Ramiro Fergonzi

Personal information
- Full name: Ramiro Ezequiel Fergonzi
- Date of birth: 14 May 1989 (age 37)
- Place of birth: Buenos Aires, Argentina
- Height: 1.78 m (5 ft 10 in)
- Position: Forward

Youth career
- Colegiales

Senior career*
- Years: Team / Apps / (Gls)
- 2008–2011: Colegiales / 69 / (14)
- 2011: → Unión San Felipe (loan) / 6 / (0)
- 2014–2015: Deportivo Español / 52 / (5)
- 2016: Almirante Brown / 18 / (4)
- 2016–2017: Flandria / 44 / (6)
- 2017–2018: Atlético Mitre / 22 / (4)
- 2018: Patriotas Boyacá / 17 / (2)
- 2018–2019: Atlético Zacatepec / 10 / (1)
- 2019: Bhayangkara / 15 / (4)
- 2020–2021: Chacarita Juniors / 22 / (4)
- 2021: Alianza Atlético / 14 / (2)
- 2022: Persipura Jayapura / 14 / (3)
- 2022–2024: Persita Tangerang / 64 / (21)
- 2024–2025: Persik Kediri / 29 / (9)
- 2025: Deportivo Morón / 16 / (0)
- 2026: Adhyaksa Banten / 11 / (7)

= Ramiro Fergonzi =

Argentine footballer

Ramiro Ezequiel Fergonzi (born 14 May 1989) is an Argentine professional footballer who plays as a forward.

== Club career ==
He made his professional debut with Colegiales in 2008, he was then loaned to Unión San Felipe for one season in 2011, where he played alongside his compatriot, Omar Merlo.
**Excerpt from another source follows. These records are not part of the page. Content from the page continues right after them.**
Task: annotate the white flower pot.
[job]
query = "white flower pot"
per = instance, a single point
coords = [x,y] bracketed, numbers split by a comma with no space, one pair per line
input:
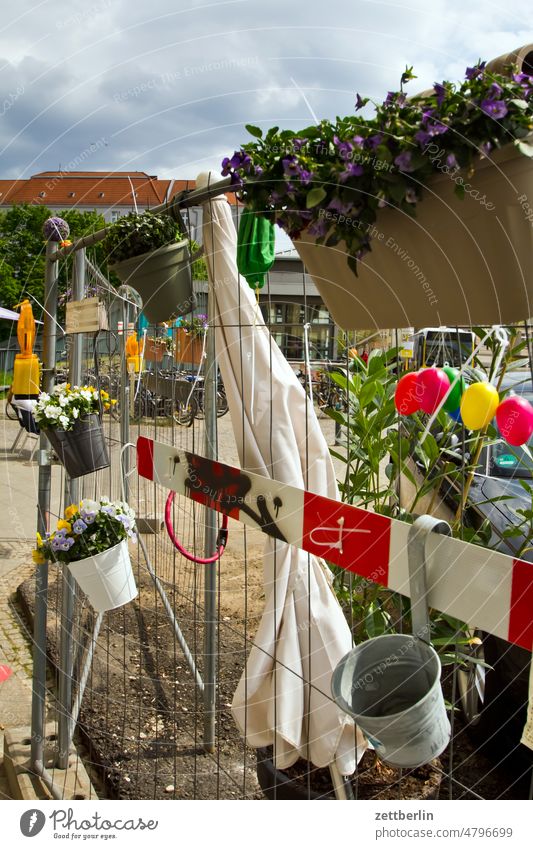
[106,578]
[459,262]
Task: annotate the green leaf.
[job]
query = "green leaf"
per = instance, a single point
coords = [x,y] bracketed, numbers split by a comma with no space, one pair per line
[526,149]
[257,132]
[315,196]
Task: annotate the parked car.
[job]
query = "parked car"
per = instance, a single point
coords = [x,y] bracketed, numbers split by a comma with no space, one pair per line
[494,697]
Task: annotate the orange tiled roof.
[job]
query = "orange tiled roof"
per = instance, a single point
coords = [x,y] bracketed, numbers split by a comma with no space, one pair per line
[104,189]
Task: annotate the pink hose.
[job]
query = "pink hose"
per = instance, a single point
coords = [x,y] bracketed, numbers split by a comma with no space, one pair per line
[221,540]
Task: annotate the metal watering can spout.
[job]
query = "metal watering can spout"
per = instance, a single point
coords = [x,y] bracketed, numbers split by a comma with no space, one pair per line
[391,684]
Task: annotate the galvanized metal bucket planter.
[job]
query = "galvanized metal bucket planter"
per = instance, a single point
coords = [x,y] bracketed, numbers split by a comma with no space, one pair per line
[83,449]
[163,279]
[459,262]
[391,687]
[106,578]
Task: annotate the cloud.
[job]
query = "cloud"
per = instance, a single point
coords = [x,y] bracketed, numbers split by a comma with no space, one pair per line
[170,87]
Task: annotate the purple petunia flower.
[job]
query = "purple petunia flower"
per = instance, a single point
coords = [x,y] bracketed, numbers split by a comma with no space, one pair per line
[440,91]
[353,169]
[476,71]
[451,161]
[404,161]
[240,161]
[374,141]
[343,147]
[494,108]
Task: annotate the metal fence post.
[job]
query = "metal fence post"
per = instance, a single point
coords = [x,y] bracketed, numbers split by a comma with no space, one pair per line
[68,586]
[124,402]
[43,509]
[210,570]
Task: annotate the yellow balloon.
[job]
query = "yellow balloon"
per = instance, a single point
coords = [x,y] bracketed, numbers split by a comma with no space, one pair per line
[478,405]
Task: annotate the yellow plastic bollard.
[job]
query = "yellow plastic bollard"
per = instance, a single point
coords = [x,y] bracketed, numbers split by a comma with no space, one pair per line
[26,370]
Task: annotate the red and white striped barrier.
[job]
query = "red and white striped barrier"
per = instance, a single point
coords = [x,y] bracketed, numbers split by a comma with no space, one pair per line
[485,588]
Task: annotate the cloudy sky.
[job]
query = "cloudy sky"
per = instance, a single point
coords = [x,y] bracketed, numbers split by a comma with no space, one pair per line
[166,86]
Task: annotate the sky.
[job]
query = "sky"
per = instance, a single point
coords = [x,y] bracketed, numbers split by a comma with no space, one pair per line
[167,86]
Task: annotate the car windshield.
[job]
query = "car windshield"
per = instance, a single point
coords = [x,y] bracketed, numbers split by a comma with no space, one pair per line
[508,461]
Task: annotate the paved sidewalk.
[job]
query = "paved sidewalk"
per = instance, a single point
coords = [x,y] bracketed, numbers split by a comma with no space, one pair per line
[15,645]
[18,515]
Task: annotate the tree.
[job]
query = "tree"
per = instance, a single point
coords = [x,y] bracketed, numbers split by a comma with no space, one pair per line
[22,251]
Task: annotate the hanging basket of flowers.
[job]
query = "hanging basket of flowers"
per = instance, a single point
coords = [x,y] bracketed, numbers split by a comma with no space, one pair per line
[189,336]
[71,419]
[143,252]
[421,215]
[92,542]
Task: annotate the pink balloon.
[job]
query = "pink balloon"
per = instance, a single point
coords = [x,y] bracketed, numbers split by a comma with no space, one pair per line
[433,384]
[514,417]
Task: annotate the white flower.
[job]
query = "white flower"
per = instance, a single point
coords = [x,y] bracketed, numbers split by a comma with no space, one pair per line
[89,505]
[51,411]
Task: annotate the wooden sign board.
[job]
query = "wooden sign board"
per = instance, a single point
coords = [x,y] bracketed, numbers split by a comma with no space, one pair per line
[87,316]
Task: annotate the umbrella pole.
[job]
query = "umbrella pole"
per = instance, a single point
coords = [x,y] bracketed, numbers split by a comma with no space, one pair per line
[341,783]
[210,538]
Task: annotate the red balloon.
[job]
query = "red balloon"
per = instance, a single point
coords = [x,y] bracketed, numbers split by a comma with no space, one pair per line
[433,385]
[514,417]
[406,397]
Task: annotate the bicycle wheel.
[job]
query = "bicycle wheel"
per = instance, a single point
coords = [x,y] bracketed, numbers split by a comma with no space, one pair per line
[184,413]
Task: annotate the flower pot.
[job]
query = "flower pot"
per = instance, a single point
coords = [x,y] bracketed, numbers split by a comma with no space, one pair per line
[154,351]
[106,578]
[459,262]
[83,449]
[162,278]
[188,349]
[391,686]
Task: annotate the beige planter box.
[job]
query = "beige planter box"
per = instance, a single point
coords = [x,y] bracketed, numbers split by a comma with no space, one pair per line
[188,350]
[458,262]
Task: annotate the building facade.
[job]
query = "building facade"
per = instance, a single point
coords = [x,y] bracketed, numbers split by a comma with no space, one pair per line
[288,301]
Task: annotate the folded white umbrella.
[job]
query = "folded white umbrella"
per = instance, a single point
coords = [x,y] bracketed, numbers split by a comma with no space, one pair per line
[283,698]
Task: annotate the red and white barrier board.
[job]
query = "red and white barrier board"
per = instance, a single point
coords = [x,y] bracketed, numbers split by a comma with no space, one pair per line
[485,588]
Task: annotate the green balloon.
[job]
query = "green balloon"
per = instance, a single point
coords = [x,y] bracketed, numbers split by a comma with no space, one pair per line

Despite having a contract with Colegiales, he decided to terminate it.

In 2014, he moved to Deportivo Español and two years later he played for Almirante Brown and Flandria.

In August 2017, Atlético Mitre announced the signing of Fergonzi. In mid-2018, he joined Patriotas Boyacá, becoming one of the regular players and putting in impressive performances.

In December 2018, he moved to Mexican club Zacatepec. Fergonzi finished the season with only one goal in 10 games with Zacatepec.

In May 2019, he move to Indonesia and signed with Bhayangkara.